How are wctype.h functions supposed to be used correctly?


The various is... functions (e.g. isalpha, isdigit) in ctype.h aren't entirely predictable. They take int arguments but expect character values in the unsigned char range, so on a platform where char is signed, passing a char value directly could lead to undesirable sign extension. I believe that the typical approach to handling this is to explicitly cast to an unsigned char first.

Okay, but what is the proper, portable way to deal with the various isw... functions in wctype.h? wchar_t, like char, also may be signed or unsigned, but because wchar_t is itself a typedef, a typename of unsigned wchar_t is illegal.


Solution

  • Upon re-reading the ISO C99 specification regarding wctype.h, it states:

    For all functions described in this subclause that accept an argument of type wint_t, the value shall be representable as a wchar_t or shall equal the value of the macro WEOF. If this argument has any other value, the behavior is undefined. (§7.25.1/5)
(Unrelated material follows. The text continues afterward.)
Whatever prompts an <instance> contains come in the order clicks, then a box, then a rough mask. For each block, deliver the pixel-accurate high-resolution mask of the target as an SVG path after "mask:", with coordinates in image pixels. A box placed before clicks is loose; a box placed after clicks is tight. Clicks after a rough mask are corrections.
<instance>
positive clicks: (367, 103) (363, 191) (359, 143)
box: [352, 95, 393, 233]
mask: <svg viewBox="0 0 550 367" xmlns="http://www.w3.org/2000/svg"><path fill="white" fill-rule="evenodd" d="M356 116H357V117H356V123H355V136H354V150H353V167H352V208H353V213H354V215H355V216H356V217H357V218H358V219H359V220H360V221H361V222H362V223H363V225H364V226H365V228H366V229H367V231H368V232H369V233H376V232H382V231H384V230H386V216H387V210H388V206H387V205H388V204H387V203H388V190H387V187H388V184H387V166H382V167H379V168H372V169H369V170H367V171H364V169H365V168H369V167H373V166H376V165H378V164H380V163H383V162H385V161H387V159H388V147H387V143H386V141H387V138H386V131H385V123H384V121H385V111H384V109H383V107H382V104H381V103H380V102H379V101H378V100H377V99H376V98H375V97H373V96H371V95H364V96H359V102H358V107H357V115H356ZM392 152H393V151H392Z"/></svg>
    Contrast this with the corresponding note for ctype.h:

    In all cases the argument is an int, the value of which shall be representable as an unsigned char or shall equal the value of the macro EOF. If the argument has any other value, the behavior is undefined. (§7.4/1)

    (emphasis mine)

    I think that it's also worth understanding the motivation for why the ctype.h functions require unsigned char representations. The standard requires that EOF be a negative int (§7.19.1/3), so the ctype.h functions use unsigned char representations to (try to) avoid potential ambiguity.

    In contrast, that motivation doesn't exist for wctype.h functions. The standard makes no such requirement of WEOF, elaborated by footnote 270:

    The value of the macro WEOF may differ from that of EOF and need not be negative.

    because WEOF is already guaranteed to not conflict with any character represented by wchar_t (§7.24.1/3).

    Therefore the wctype.h functions don't have or need any of the unsigned nonsense, and wchar_t values can be passed to them directly.